KCNJ16 encodes the Kir5.1 subunit of potassium channels, which is crucial for maintaining cardiac electrical stability and repolarization. Although further research is required to clarify the specific role of KCNJ16 in BrS, the current evidence suggests its potential importance in the pathogenesis of this disorder [55].

4.4. KCNH2

An investigation conducted in 2005 by Verkerk et al. involved voltage-clamp studies of transfected HEK-293 cells. These findings indicate a boost in IKr density, along with a shift toward negative voltage-dependent inactivation, ultimately leading to enhanced rectification. Through action potential clamp tests, augmented transient hERG peak currents (Ipeak) were observed during phase 0 and phase 1 of the ventricular action potential, particularly at shorter cycle lengths. Computational models further illustrated that heightened Ipeak magnifies the risk of losing the action potential dome, a characteristic mainly evident in right ventricular subepicardial myocytes, and contributes considerably to the manifestation of the BrS phenotype [56]. In 2024, researchers conducted patch-clamp analysis of IKr reconstituted with a KCNH2 mutation in Chinese hamster ovary cells and compared it with the wild-type phenotype. The results indicated that the KCNH2 mutation did not affect the density of IKr but enhanced activation, impeded hERG channel inactivation, and increased the window current magnitude, suggesting a gain-of-function mutation [57]. The link between increased IKr and BrS is still debated. While increased IKr usually shortens the action potential and QT interval, BrS typically involves sodium channel loss-of-function and/or increased ITO. Therefore, KCNH2 gain-of-function mutations may play a secondary or complex role in BrS rather than being a primary cause. More research is needed to clarify their exact role and how they differ from effects in LQTS and other arrhythmias.

4.5. HCN4

The association between HCN4 dysfunction and cardiac arrhythmias was initially suggested by the identification of a splicing mutation in a suspected Brugada syndrome (BrS) patient (Ueda et al., 2009), with computational modeling indicating that the HCN4-mediated If current (characterized by mixed Na+/K+ permeability and incomplete deactivation) contributes to ventricular repolarization and may predispose to bradycardia-associated arrhythmias [58]. Recent studies of the V492F variant, which uniquely localizes adjacent to the sixth transmembrane segment (showing HCN4/HCN3-specific conservation) [59]. The mutations reveal near-complete loss of function in homomeric channels, which is partially rescued by wild-type subunits. Additionally, they cause a hyperpolarizing activation shift, which is typical of HCN4 loss-of-function. Despite the reduced current density, trafficking and cAMP sensitivity are preserved, although the underlying mechanism is unclear—it could be due to either decreased conductance or open probability. However, critical limitations include: absence of population/familial data for causal association, reliance on suspected rather than confirmed BrS diagnosis, and uncertainty whether observed electrophysiological changes represent primary pathogenic mechanisms or disease modifiers [60].
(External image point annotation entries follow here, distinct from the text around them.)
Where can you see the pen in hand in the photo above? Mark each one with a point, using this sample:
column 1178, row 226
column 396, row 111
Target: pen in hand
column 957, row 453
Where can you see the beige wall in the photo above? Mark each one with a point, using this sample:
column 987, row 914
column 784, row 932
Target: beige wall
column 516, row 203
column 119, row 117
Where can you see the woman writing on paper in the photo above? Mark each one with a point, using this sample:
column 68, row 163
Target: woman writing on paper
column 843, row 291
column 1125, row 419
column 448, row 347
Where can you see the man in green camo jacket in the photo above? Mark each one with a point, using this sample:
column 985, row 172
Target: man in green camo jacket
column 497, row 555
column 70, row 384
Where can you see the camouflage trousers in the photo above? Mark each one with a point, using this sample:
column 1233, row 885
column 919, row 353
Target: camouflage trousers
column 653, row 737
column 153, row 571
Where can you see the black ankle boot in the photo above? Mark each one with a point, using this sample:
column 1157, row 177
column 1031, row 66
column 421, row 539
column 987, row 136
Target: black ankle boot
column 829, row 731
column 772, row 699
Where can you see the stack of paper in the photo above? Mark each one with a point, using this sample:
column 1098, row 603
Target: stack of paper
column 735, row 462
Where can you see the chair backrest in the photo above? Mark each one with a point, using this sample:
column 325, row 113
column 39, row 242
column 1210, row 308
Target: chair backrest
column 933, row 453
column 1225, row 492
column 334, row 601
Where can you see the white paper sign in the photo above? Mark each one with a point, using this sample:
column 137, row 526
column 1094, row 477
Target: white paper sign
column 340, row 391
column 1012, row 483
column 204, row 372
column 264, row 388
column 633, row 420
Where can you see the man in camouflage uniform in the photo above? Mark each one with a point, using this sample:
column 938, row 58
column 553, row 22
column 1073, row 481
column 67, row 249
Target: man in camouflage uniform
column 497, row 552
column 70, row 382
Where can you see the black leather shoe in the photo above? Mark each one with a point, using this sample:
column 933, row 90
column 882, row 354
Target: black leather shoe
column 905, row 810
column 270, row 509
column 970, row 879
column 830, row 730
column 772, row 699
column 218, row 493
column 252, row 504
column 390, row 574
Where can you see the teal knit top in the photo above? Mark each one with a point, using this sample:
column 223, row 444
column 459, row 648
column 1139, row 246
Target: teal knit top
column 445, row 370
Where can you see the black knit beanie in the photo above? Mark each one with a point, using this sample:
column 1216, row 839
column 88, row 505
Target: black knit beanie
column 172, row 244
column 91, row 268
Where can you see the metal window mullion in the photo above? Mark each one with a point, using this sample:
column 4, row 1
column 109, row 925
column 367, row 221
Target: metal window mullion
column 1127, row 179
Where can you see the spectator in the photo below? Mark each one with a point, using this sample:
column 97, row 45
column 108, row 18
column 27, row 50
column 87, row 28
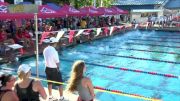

4.6. Other Genes Related to Potassium Channel Currents

ABCC9: ABCC9 encodes the SUR2A subunit of the KATP channel, which regulates cardiac repolarization via the IK-ATP current. Mutations like V734I cause gain-of-function effects by reducing ATP sensitivity, enhancing repolarization, and increasing arrhythmia risk. These mutations are linked to atrial fibrillation, cardiomyopathy, and myocardial infarction, and recent studies also implicate them in Brugada syndrome (BrS) and early repolarization syndrome (ERS) [61]. The role of ABCC9 in BrS is supported by pharmacological studies showing that KATP channel openers can induce BrS-like ECG patterns. Additionally, ABCC9 interacts with the Kv4.3 channel complex, which may modulate the Ito current. The direct relevance of these interactions to BrS remains unclear. Overall, whether ABCC9 mutations act as primary drivers or secondary modulators in BrS pathogenesis is yet to be determined [62].
SEMA3A: SEMA3A encodes semaphorin 3A, a protein known for guiding nerve growth and also important for the heart’s electrical system. Recent studies show that SEMA3A naturally inhibits the Kv4.3 potassium channel, which controls the fast transient outward potassium current (Ito) in heart cells. It reduces the Ito current without changing how much Kv4.3 is on the cell surface by directly interacting with the channel. In Brugada syndrome (BrS), increased Ito can cause dangerous heart rhythms. SEMA3A’s inhibition of Ito likely protects against BrS. But if mutations reduce SEMA3A’s function, this inhibition is lost, leading to higher Ito and increased risk of BrS. Therefore, SEMA3A is a potential BrS risk gene because its loss of function may cause excessive Ito. Further studies are needed to clarify the clinical impact of SEMA3A variants and their role in arrhythmia susceptibility [63].
Other genes such as KCNK17 [64], KCNB2, KCNQ1, and KCNT1 [55] may be associated with BrS, although the precise mechanisms linking these mutations to the syndrome are not fully understood.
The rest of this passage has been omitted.